Um dos preconceitos mais comuns (e mais infundados) do mundo, segundo
o qual pessoas que não acreditam em Deus tenderiam a ser más, afeta até
a visão que os ateus têm sobre o comportamento de outros ateus, indica
um estudo internacional.
Em experimentos dos quais participaram 3.256 voluntários de 13
países, a equipe liderada por Will Gervais, da Universidade do Kentucky,
verificou que a maioria das pessoas tende a atribuir ações nocivas, das
mais pesadas às mais leves, a quem não crê em divindades – e, o que é
mais surpreendente, até os não crentes costumam cometer o mesmo erro
(provavelmente de modo inconsciente).
“DEUSES GRANDES”
Os dados, que acabam de ser publicados na revista científica “Nature
Human Behaviour”, dão mais peso à chamada hipótese dos “Deuses Grandes”,
uma ideia que tem ganhado força entre os psicólogos da religião.
Segundo essa hipótese, a crença nos tais “Deuses Grandes” – ou seja, as
divindades retratadas como monitoradoras do bom comportamento humano,
recompensando os bons e punindo os maus – teria surgido quando certas
sociedades ficaram populosas e complexas demais.
Nesse contexto, quando as pessoas já não conseguiam conhecer
pessoalmente todos os membros de seu grupo, a crença compartilhada em
divindades preocupadas com a moralidade teria facilitado a cooperação e
minimizado os conflitos entre completos desconhecidos.
Estudos sobre o funcionamento de comunidades religiosas modernas
parecem corroborar a hipótese, com um senão: a crença arraigada nos
mesmos deuses promove a cooperação entre os membros de um mesmo grupo,
mas muitas vezes leva à competição entre grupos que acreditam em
divindades diferentes.
Com base nesses dados, Gervais e seus colegas decidiram testar como
as pessoas enxergam o comportamento moral de religiosos e não crentes
num grupo variado de países.
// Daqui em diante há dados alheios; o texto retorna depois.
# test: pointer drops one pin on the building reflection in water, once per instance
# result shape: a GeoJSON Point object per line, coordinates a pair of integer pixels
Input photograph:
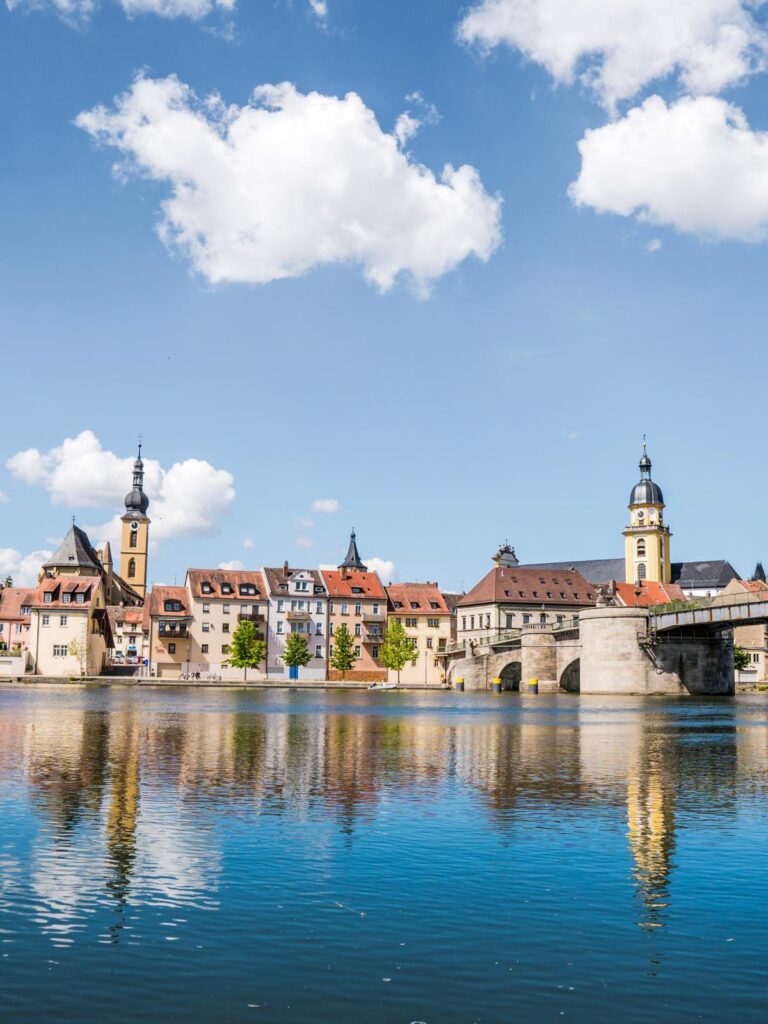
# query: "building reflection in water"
{"type": "Point", "coordinates": [128, 800]}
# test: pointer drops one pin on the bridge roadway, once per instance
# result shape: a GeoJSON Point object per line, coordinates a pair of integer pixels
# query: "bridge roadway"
{"type": "Point", "coordinates": [685, 648]}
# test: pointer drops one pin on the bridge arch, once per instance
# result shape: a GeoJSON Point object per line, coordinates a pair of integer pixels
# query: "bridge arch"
{"type": "Point", "coordinates": [510, 676]}
{"type": "Point", "coordinates": [570, 679]}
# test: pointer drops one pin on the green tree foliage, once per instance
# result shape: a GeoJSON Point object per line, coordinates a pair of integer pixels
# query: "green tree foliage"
{"type": "Point", "coordinates": [297, 650]}
{"type": "Point", "coordinates": [398, 648]}
{"type": "Point", "coordinates": [343, 657]}
{"type": "Point", "coordinates": [246, 650]}
{"type": "Point", "coordinates": [741, 658]}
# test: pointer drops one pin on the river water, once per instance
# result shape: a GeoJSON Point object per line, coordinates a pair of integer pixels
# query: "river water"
{"type": "Point", "coordinates": [220, 856]}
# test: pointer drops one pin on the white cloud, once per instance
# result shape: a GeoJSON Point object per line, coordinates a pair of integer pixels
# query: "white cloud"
{"type": "Point", "coordinates": [289, 182]}
{"type": "Point", "coordinates": [694, 165]}
{"type": "Point", "coordinates": [326, 505]}
{"type": "Point", "coordinates": [24, 568]}
{"type": "Point", "coordinates": [188, 498]}
{"type": "Point", "coordinates": [79, 11]}
{"type": "Point", "coordinates": [616, 47]}
{"type": "Point", "coordinates": [386, 569]}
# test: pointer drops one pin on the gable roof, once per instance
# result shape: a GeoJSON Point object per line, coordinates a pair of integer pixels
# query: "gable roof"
{"type": "Point", "coordinates": [417, 599]}
{"type": "Point", "coordinates": [369, 583]}
{"type": "Point", "coordinates": [518, 585]}
{"type": "Point", "coordinates": [235, 578]}
{"type": "Point", "coordinates": [75, 551]}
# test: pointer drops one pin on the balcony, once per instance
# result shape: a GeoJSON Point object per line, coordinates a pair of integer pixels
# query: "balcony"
{"type": "Point", "coordinates": [173, 631]}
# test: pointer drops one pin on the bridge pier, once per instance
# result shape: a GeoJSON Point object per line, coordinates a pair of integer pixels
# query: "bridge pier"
{"type": "Point", "coordinates": [619, 657]}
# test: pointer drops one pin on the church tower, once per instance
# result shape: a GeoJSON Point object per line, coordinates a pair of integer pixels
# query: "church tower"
{"type": "Point", "coordinates": [135, 534]}
{"type": "Point", "coordinates": [647, 540]}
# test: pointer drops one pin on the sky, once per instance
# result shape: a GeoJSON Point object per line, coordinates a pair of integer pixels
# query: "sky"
{"type": "Point", "coordinates": [430, 270]}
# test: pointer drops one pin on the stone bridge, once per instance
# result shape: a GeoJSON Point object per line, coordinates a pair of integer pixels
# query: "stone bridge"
{"type": "Point", "coordinates": [673, 651]}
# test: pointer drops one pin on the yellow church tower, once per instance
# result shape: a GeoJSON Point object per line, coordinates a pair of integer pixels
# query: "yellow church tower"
{"type": "Point", "coordinates": [135, 534]}
{"type": "Point", "coordinates": [646, 538]}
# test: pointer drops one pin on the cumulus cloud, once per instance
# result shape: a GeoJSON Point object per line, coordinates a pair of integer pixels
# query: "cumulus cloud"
{"type": "Point", "coordinates": [79, 11]}
{"type": "Point", "coordinates": [615, 47]}
{"type": "Point", "coordinates": [188, 498]}
{"type": "Point", "coordinates": [384, 567]}
{"type": "Point", "coordinates": [694, 165]}
{"type": "Point", "coordinates": [326, 505]}
{"type": "Point", "coordinates": [23, 568]}
{"type": "Point", "coordinates": [292, 181]}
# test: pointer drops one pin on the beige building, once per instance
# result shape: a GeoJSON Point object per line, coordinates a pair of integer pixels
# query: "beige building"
{"type": "Point", "coordinates": [510, 597]}
{"type": "Point", "coordinates": [423, 611]}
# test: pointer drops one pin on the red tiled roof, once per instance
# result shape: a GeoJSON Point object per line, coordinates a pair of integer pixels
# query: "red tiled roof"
{"type": "Point", "coordinates": [647, 594]}
{"type": "Point", "coordinates": [540, 587]}
{"type": "Point", "coordinates": [236, 579]}
{"type": "Point", "coordinates": [162, 594]}
{"type": "Point", "coordinates": [11, 600]}
{"type": "Point", "coordinates": [417, 599]}
{"type": "Point", "coordinates": [369, 583]}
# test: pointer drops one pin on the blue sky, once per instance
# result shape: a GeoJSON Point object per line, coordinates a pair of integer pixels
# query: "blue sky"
{"type": "Point", "coordinates": [508, 402]}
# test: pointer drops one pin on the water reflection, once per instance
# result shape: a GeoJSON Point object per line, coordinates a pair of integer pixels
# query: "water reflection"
{"type": "Point", "coordinates": [127, 792]}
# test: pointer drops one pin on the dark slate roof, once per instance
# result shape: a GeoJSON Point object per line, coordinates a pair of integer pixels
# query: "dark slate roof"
{"type": "Point", "coordinates": [704, 576]}
{"type": "Point", "coordinates": [595, 570]}
{"type": "Point", "coordinates": [75, 552]}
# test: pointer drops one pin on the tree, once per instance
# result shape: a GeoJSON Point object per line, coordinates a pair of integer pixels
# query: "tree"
{"type": "Point", "coordinates": [296, 653]}
{"type": "Point", "coordinates": [343, 656]}
{"type": "Point", "coordinates": [246, 650]}
{"type": "Point", "coordinates": [741, 658]}
{"type": "Point", "coordinates": [398, 648]}
{"type": "Point", "coordinates": [79, 649]}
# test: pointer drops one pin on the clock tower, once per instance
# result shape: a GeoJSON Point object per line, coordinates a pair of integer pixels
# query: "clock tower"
{"type": "Point", "coordinates": [646, 538]}
{"type": "Point", "coordinates": [135, 534]}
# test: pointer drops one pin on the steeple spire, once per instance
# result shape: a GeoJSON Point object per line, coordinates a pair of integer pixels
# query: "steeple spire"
{"type": "Point", "coordinates": [353, 560]}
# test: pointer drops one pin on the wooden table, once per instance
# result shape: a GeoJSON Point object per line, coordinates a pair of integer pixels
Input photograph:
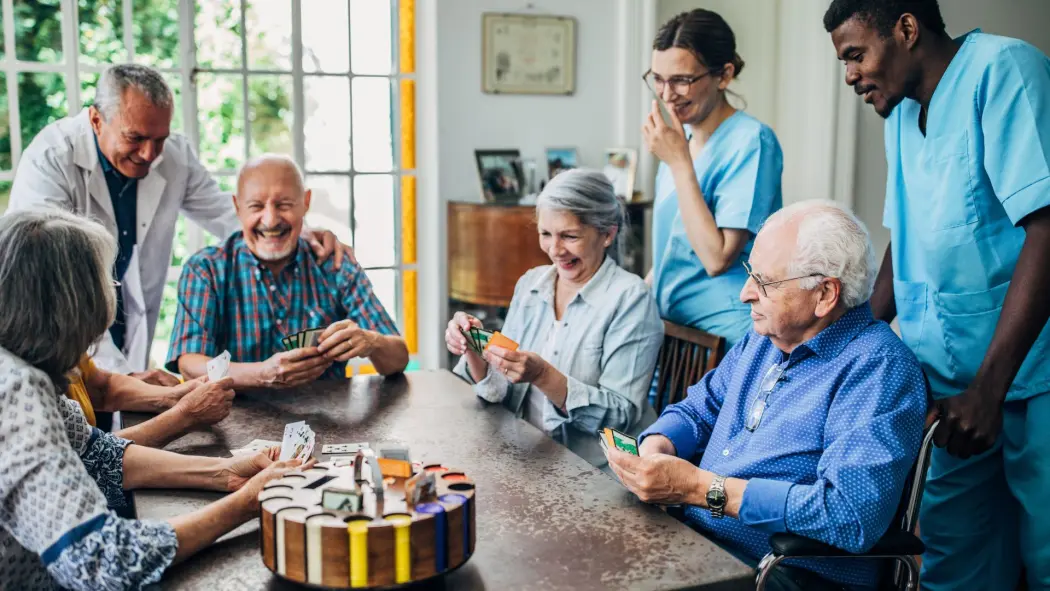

Alguns possuem população com níveis
elevados de crença em Deus ou deuses (Índia, Emirados Árabes), enquanto
outros são fortemente seculares, ou seja, pouco religiosos (Holanda,
Finlândia, China).
FALÁCIA
O experimento, aparentemente simples, envolve a presença de um erro
de raciocínio muito comum, conhecido como a falácia da conjunção. No
caso do estudo, os participantes liam a respeito de um homem hipotético
que gostava de ferir animais quando era criança e que, já adulto, acabou
matando e mutilando cinco pessoas.
Depois da história, vinha a pergunta: para você, é mais provável que
esse homem fosse a) um professor ou b) um professor ateu? (Essas opções
eram vistas por metade dos participantes –a outra metade tinha como
opções a) professor e b) professor religioso.)
A opção b é sempre falaciosa porque a probabilidade de uma pessoa se
encaixar em duas categorias, em vez de em uma só, sempre é igual ou
menor à probabilidade de ela se encaixar apenas na primeira categoria.
Mas ver quantas pessoas escolhem a opção b é uma maneira valiosa de
verificar os preconceitos que elas têm sobre determinado tema.
Resultado? Independentemente do país, a proporção de pessoas que
escolheu a opção b no cenário “professor ateu” – ou seja, achando que um
ateu teria mais probabilidade de ser um assassino violento – foi muito
superior (em média, o dobro) à que escolheu a letra b no cenário
“professor religioso”. A única exceção foi a Finlândia, onde ambas as
falácias empataram. E, mesmo levando em conta só os participantes ateus,
o resultado não se alterou – até os que não acreditam em Deus parecem
cair na primeira falácia.
Alguns experimentos feitos na sequência confirmaram os dados
iniciais. Ao responder uma pergunta no mesmo formato, mas que envolvia
uma transgressão moral leve – ir embora de um restaurante sem pagar–, os
participantes também acharam mais provável que o caloteiro fosse ateu.
E, quando a pergunta envolvia um sacerdote que abusava de crianças, os
participantes também tendiam a responder que o sujeito não acreditava em
Deus.
Para os pesquisadores, os resultados reforçam a ideia de que a fé
religiosa frequentemente funciona como uma espécie de sinalizador de
confiabilidade social, o que leva as pessoas a ter reservas em relação a
quem não acredita em divindades, mesmo quando não há base real para
achar que elas são moralmente piores que o crentes.